I met him in a one-room school house in Canada. He pestered the other girls mercilessly but mostly good-naturedly. Once he tugged the braids of a new girl and called her, “Carrots.” He did overstep his bounds with that one, but her reaction was a little extreme. He couldn’t have known how sensitive she was about her red hair.
As the years passed, he matured but retained his sense of playfulness even through college and medical school. He also maintained his devotion to that red-haired girl (who eventually forgave him for the “carrots” thing), which caused me, for many years, to try and become a redhead myself.

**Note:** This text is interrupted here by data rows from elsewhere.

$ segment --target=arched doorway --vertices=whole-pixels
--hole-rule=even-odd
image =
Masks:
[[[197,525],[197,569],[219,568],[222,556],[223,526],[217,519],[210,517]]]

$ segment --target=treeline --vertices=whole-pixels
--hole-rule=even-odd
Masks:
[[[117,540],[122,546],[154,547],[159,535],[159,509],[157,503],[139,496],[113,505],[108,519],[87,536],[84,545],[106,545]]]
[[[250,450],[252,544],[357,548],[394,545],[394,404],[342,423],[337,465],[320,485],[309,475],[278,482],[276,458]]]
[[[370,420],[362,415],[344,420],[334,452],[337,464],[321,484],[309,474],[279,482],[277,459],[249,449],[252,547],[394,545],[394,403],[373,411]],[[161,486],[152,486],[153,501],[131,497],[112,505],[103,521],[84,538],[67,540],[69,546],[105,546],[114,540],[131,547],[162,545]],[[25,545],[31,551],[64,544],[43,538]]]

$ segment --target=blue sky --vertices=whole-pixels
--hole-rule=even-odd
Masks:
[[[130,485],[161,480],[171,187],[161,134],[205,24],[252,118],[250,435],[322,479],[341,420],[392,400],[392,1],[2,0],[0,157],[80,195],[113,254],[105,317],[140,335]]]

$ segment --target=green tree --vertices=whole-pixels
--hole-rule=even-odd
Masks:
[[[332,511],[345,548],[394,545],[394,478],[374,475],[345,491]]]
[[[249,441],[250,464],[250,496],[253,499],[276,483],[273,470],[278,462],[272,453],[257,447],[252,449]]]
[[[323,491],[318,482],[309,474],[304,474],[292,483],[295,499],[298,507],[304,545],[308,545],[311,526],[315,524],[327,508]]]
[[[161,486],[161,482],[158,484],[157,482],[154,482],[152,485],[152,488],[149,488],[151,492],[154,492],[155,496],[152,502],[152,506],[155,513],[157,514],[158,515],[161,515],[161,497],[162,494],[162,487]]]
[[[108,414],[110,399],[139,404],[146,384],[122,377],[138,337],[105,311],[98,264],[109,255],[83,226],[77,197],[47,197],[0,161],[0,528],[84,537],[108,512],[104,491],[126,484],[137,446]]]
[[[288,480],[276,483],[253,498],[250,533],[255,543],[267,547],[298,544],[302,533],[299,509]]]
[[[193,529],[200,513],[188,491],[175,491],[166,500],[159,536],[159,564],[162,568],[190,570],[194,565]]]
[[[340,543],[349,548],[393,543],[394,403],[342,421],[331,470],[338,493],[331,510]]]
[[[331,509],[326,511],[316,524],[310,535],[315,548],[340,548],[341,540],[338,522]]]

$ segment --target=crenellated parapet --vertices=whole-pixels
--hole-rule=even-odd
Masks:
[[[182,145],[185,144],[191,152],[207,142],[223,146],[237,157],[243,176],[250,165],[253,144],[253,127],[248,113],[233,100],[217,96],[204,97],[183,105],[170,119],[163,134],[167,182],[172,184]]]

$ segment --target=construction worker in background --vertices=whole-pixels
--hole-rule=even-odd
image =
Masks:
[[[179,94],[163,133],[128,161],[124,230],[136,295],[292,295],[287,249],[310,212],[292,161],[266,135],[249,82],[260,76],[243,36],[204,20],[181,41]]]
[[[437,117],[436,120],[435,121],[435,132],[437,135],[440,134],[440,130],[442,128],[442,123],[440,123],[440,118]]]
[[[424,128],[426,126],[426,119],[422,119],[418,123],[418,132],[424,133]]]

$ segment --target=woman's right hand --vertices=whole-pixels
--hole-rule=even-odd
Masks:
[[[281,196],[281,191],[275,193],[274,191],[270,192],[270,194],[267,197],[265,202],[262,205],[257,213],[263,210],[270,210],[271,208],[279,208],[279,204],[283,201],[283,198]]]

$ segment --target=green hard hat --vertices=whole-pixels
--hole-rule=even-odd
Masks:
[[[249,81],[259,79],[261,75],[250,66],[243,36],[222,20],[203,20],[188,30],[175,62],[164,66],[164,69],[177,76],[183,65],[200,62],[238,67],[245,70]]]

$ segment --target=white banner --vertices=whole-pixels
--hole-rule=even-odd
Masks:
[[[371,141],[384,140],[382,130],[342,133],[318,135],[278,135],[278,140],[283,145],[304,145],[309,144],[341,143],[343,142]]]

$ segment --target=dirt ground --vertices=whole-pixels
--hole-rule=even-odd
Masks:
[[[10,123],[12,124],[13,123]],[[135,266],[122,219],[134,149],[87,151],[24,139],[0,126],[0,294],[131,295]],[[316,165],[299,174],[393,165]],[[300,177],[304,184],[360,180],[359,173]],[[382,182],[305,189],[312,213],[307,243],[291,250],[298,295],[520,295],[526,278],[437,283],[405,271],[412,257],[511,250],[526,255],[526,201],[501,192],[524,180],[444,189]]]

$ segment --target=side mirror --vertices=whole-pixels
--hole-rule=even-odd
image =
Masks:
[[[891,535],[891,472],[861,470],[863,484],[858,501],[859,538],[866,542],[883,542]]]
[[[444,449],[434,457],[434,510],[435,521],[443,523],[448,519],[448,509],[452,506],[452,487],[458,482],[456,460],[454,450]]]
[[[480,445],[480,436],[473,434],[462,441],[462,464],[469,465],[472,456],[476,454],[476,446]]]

In my 30’s, I developed another crush. This time it was for the dark gentleman with the acerbic wit and the obvious scorn for those who engaged in the niceties and ridiculous rituals of society, even as he himself also participated in them. He was exceedingly wealthy, but that wasn’t the primary appeal. He was so discerning a character that to win his heart would be a reward in and of itself. And there is something incredibly attractive about a man willing to admit his errors and to change his opinions when confronted with contradictory evidence. I watched as his heart softened and he gradually fell for a woman I both admired and envied, a woman he had initially dismissed but eventually saw for the uniquely intelligent and caring person she was.
Alas, neither of these loves was meant to be mine, not because they were in love with other women, and not because I am off the market as a married lady and mother myself. These loves weren’t meant to be because these men live in the 19th century and in different countries, figurative offspring of the imaginations of the women who wrote them.
But I picked a husband who shares many qualities with Gilbert Blythe and Mr Darcy. He’s generous and kind and has strong ideals which inform his every decision. He’s willing to admit his errors and doesn’t lord it over me on the rare occasion that I’m wrong. We initially didn’t like each other, but we gradually grew to know each other for who we were beneath the surface and by some miracle, we found we loved one another for all of the bumps and bruises and imperfections that constitute our individual beauty.
So I am, sort of, Mrs Gilbert Blythe or Mrs Fitzwilliam Darcy, just without the Canadian maritimes or the English country estate. Although my birthday is coming up. Perhaps my husband will surprise me by revealing some title he’s been hiding for the past seventeen years.
2 Replies to “My First Love”
Oh, this is really getting creepy…. Let’s just say that in the seventh grade when it was time for us to take care of the “egg-baby” and carry the egg around everywhere for a week, mine was named Gilbert. And if you could have seen the writing of my teenage self… I hate to admit it, but lots of “fan-fiction” was written. Though I also liked Anne’s son Walter.
Where were you born again? I don’t think my mom was keeping anything from me, but you never know.
Yes, it’s getting a little Single White Female, isn’t it? But which of us is the crazy one?
I was born in Florida. Or so my mom claims. My birth certificate backs that up, but those documents can be forged.